Ginny and Ty return home after the hearing but speak little. Ginny prepares supper while Ty goes out to the barn. Ginny assumes that the work on the hog buildings would resume the following week. With chops in the broiler and potatoes and Brussels sprouts on the stove, Ginny comments that they could use a new oven. Ty refuses and accuses her of showing off plenty recently. Knowing that their marriage is doomed, Ginny asks Ty for $1,000. He has just that amount in his pocket from the man he rents land to, so he hands it to her. Ginny takes the money and drives away, first to Mason City and then onto St. Paul. Ty yells after her that he gave his life to the farm. 

Analysis: Chapters 39–41

These final chapters of Book Five are dominated by Ginny’s startling decision to poison Rose and the hearing that seals the fate of the farm and the family. In Chapter 39, Ginny and Ty disagree about selling the breeder sows, but Ty’s opinion trumps hers. Ginny has just thought long and hard about all the people in her life, a kind of personal reckoning that culminates in her thinking honestly about Rose. Ginny now loathes her sister, and her hatred leads her to the library to methodically plan and carry out a canning operation that she hopes will lead to Rose’s death. This is a miraculous transformation for a character who began, in Book One, as timid, weak, subservient, and uninformed, a woman who lived in a daze of self-delusion and a life that sometimes felt more like a prison than a home. Ginny has become a premeditated murderer, capable of fratricide, who doesn’t feel even an iota of guilt or remorse. She admits to feeling both pleasure and pride in her planning, congratulating herself for the fact that Rose’s own appetite would lead to her death. As Ginny carries a box of canned poison to Rose, she comments to Rose that there’s a surprise inside. When Rose kisses Ginny on the cheek in gratitude, it is perfectly ironic. That Ginny has chosen sausage, a pork product, as the medium is also perfectly diabolical. She and Ty are, after all, hog farmers.

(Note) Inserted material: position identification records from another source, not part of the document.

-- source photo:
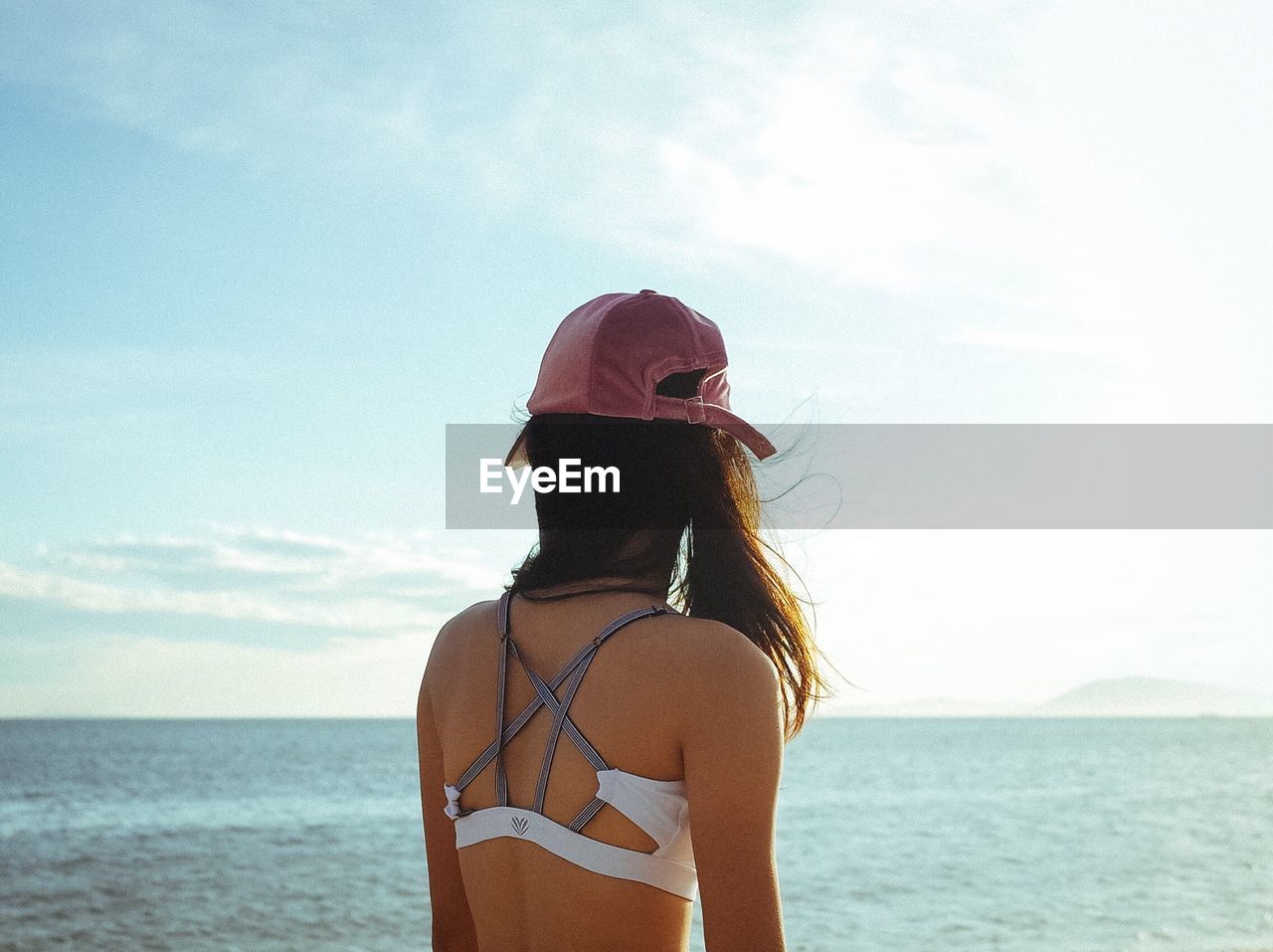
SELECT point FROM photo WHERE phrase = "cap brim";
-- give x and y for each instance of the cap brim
(516, 455)
(714, 415)
(740, 429)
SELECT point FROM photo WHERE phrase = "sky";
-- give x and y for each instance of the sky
(254, 258)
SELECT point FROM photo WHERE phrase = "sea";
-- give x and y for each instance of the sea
(1022, 835)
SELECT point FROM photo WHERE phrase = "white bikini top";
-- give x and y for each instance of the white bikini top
(658, 807)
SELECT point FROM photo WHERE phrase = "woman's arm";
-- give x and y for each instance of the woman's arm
(732, 745)
(453, 919)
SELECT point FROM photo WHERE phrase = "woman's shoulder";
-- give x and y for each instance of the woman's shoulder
(457, 632)
(710, 653)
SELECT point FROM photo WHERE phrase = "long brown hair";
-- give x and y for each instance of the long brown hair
(687, 497)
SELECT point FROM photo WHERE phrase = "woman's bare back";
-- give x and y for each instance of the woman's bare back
(644, 688)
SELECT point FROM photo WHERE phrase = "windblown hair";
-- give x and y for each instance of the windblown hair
(686, 519)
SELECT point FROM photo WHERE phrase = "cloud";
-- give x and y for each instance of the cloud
(845, 144)
(256, 584)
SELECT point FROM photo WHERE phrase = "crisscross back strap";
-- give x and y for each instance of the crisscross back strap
(545, 696)
(560, 716)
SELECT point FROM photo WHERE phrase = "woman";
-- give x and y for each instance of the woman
(682, 713)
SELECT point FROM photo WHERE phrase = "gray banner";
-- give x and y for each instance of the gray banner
(954, 476)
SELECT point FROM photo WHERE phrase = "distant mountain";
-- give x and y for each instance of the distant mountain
(1108, 697)
(1156, 697)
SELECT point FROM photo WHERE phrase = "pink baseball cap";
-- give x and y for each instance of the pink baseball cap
(609, 355)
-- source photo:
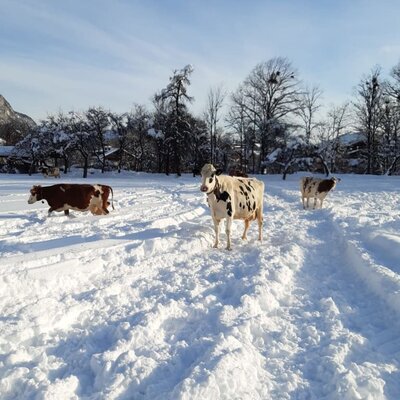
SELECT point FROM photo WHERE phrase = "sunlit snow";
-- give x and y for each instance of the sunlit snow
(138, 305)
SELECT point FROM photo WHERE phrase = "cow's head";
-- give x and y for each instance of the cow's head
(208, 178)
(36, 194)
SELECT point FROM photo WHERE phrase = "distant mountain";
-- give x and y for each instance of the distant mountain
(13, 125)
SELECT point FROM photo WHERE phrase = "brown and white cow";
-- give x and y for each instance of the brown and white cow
(316, 188)
(232, 198)
(51, 171)
(79, 197)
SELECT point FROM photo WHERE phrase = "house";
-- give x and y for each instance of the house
(353, 148)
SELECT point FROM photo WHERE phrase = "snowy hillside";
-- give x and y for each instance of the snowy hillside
(138, 305)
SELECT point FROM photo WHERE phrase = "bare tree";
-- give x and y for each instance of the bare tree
(98, 123)
(369, 113)
(270, 93)
(328, 135)
(177, 127)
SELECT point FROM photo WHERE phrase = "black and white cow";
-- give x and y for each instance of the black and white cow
(232, 198)
(316, 188)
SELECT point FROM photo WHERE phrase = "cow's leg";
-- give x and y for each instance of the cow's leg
(246, 228)
(228, 232)
(216, 229)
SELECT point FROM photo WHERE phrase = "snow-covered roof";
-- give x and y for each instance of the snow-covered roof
(274, 155)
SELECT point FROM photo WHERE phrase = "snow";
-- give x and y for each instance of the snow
(138, 305)
(350, 138)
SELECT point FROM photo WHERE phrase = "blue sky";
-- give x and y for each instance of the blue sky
(72, 54)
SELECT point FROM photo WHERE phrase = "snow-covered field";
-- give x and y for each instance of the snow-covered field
(138, 305)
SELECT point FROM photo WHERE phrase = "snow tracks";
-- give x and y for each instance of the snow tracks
(138, 305)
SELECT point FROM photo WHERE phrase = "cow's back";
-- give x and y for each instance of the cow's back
(248, 196)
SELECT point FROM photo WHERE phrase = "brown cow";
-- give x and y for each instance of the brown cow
(79, 197)
(51, 171)
(232, 198)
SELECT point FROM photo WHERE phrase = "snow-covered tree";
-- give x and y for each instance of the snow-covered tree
(369, 111)
(177, 129)
(98, 123)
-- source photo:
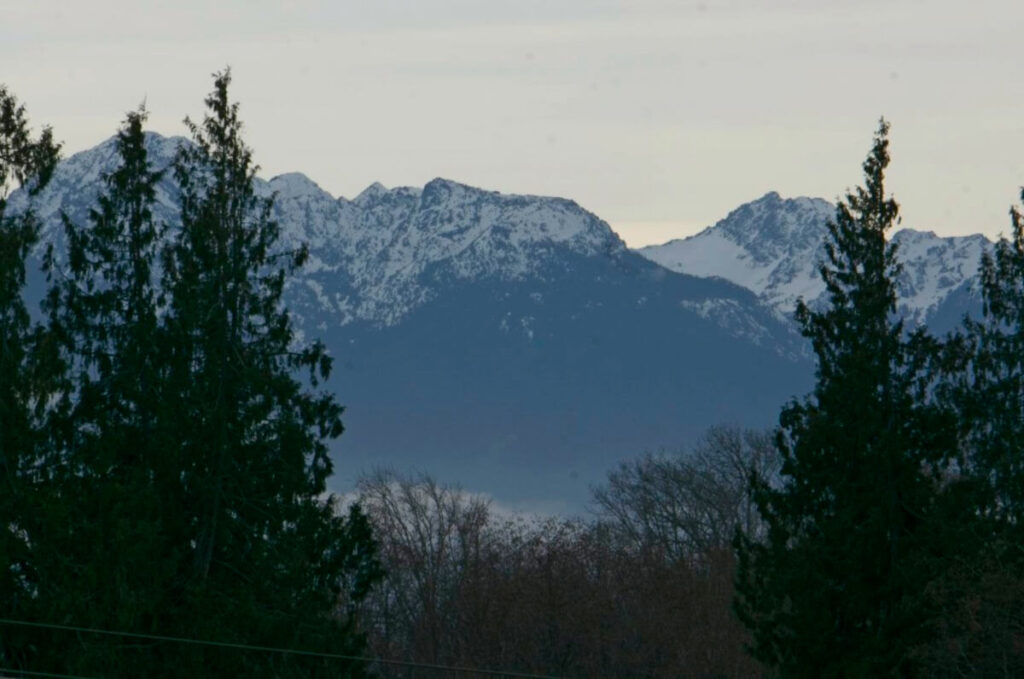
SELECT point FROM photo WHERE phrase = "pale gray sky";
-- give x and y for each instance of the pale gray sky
(658, 116)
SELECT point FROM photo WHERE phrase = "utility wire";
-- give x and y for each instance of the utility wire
(268, 649)
(27, 673)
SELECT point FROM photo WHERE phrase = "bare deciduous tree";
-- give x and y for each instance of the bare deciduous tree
(689, 504)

The box of canned sausages is tucked away for a winter treat, and the plot shifts to the farm: the harvest and the hearing. Readers learn more about how harvest decisions are made, with a careful eye on the calendar and the weather so as not to harvest when crops are too wet. Ty gives in to working with Jess, and they do well, getting everything in a little early and selling at the right moment, thereby avoiding any accusation of mismanagement.

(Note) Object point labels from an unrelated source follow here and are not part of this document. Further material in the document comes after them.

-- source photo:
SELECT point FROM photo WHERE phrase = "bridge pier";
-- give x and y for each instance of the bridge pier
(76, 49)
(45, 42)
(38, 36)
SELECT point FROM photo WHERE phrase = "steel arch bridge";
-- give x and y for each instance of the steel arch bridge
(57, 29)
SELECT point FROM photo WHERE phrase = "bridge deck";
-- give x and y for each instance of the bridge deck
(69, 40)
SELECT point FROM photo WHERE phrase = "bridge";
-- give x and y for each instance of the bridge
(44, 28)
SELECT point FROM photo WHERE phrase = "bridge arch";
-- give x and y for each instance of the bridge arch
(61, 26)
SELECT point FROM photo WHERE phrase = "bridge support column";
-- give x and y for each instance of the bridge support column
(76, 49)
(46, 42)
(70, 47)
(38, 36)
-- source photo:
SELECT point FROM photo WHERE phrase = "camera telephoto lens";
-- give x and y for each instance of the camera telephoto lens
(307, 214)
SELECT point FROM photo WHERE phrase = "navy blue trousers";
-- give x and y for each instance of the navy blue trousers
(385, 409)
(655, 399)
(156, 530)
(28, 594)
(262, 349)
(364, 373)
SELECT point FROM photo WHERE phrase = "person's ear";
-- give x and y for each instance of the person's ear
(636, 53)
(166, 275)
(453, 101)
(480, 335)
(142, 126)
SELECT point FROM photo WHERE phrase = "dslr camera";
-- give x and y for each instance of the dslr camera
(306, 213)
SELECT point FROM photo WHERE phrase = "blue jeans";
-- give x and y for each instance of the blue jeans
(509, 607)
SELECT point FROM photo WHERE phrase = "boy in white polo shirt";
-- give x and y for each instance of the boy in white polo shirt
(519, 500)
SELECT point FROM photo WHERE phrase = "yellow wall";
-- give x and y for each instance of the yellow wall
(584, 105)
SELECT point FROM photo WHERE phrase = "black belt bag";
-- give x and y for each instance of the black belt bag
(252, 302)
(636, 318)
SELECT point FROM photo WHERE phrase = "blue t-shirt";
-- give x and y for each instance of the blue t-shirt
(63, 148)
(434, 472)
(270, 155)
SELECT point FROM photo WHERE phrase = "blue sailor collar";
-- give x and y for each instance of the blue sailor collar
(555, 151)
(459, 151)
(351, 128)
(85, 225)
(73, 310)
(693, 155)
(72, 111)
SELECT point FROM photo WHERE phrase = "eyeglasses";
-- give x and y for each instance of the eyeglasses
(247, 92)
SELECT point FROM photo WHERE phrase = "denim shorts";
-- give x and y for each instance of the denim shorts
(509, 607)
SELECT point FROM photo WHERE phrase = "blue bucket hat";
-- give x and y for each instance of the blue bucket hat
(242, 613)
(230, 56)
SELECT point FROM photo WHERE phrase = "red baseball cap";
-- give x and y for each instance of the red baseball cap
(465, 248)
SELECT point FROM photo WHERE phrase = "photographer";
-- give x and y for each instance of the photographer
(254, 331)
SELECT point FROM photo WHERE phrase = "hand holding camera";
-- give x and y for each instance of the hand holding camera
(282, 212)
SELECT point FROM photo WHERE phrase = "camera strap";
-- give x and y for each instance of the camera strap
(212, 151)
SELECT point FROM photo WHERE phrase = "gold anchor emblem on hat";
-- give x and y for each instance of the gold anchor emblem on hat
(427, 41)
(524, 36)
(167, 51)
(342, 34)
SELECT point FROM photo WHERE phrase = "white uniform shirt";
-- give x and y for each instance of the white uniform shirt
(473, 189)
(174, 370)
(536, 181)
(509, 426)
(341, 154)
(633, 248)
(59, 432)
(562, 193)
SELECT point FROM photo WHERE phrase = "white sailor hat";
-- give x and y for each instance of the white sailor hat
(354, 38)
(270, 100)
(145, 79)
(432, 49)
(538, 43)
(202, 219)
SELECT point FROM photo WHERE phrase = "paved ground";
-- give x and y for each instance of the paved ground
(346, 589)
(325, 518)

The court hearing is a public display of the family’s dysfunction. Larry rants insanely. Caroline and Frank look and act like wealthy city slickers out of the place in a rural courtroom. Ginny and Rose are like a Greek chorus, speaking out of turn, commenting on what they observe. Ty smiles at Caroline, who smiles back, revealing with a single gesture his complicity against his wife. Marv Carson cares only about money and testifies that the farm is in good hands and that hogs are an excellent investment. The verdict is surprising only to Caroline. However, it leads to Ginny’s decision to leave her home and husband, also done perfectly. She leaves supper cooking on the stove and takes a pittance of cash from Ty to begin a new life in Book Six and leave her old one behind.

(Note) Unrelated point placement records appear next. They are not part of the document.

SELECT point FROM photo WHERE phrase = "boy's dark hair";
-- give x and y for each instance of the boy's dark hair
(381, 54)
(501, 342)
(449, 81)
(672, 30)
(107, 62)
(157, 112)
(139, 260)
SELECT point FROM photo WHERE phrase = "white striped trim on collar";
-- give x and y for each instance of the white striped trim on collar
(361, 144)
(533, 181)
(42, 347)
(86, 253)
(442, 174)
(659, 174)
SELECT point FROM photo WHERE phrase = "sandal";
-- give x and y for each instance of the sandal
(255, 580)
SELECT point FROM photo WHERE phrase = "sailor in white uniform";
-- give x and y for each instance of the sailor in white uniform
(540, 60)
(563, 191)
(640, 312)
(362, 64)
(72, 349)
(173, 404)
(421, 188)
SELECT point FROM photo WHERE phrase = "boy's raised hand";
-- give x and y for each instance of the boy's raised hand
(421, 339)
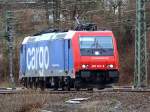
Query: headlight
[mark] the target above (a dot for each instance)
(83, 66)
(110, 66)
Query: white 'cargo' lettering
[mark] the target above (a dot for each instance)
(37, 58)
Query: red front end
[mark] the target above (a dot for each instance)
(95, 56)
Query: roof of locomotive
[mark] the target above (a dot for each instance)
(53, 36)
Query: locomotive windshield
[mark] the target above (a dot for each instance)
(96, 46)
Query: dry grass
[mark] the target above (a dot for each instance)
(21, 103)
(98, 102)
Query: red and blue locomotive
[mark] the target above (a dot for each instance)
(73, 59)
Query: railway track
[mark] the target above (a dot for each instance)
(50, 91)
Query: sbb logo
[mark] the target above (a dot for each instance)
(37, 58)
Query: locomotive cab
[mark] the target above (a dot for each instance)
(95, 57)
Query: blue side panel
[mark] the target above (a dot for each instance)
(70, 58)
(57, 55)
(37, 58)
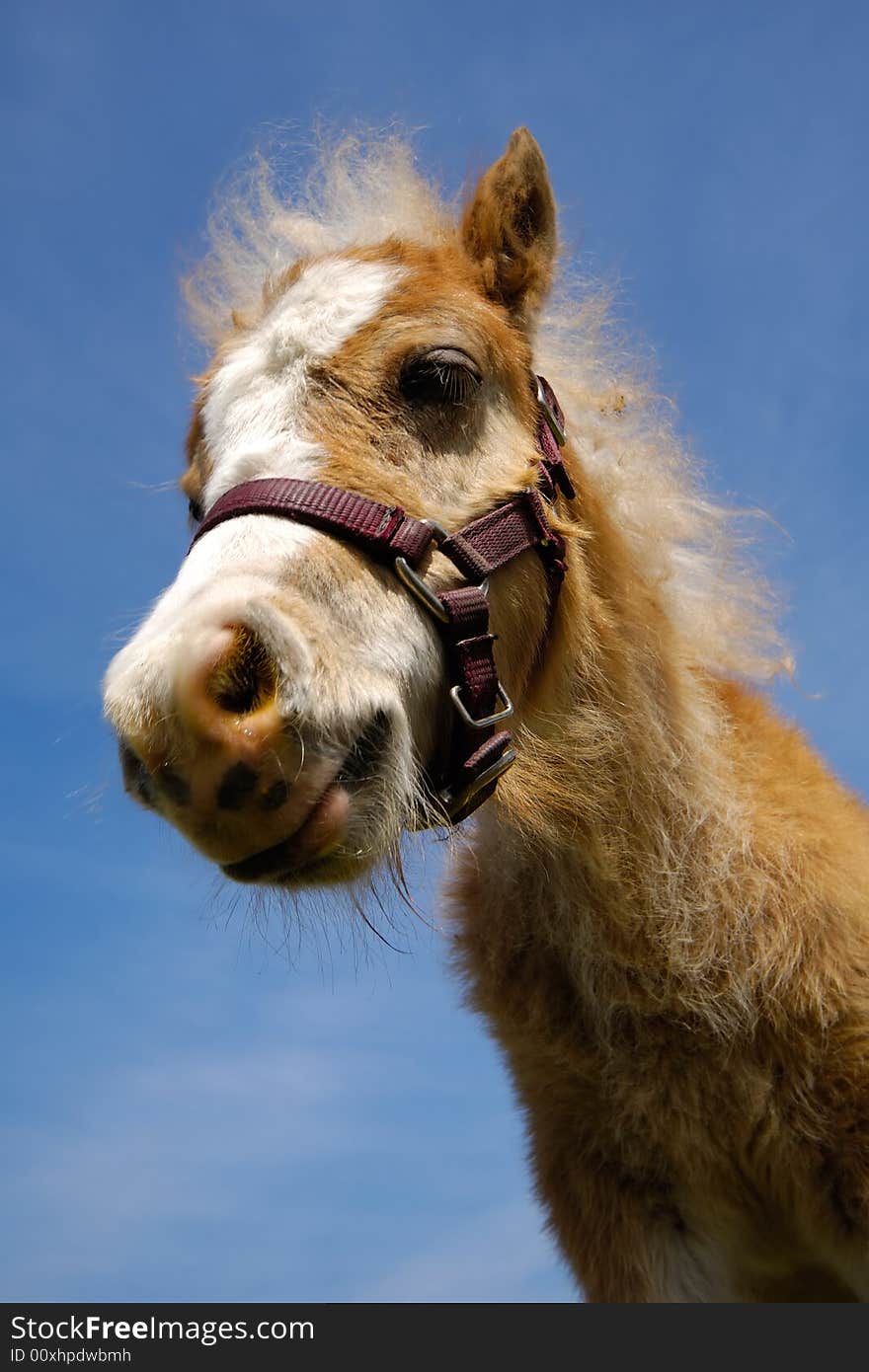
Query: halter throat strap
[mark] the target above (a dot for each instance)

Many conflicts are resolved in Book Five, but the most important one remains: the animosity between Ginny and Rose. Ginny hates her sister with a burning passion, and she channels that hatred into jars of poisoned sausages, a bomb ticking in her sister’s basement. Larry is still alive, although finally emasculated and humiliated. Caroline has been defeated, at least for now. Ty is left at home yelling after his wife that he’s given his life to the farm. Ginny appears to have claimed her freedom and autonomy, although readers don’t yet know how that will work out. As readers begin Book Six, they expect some final resolutions but suspect that they won’t be easy.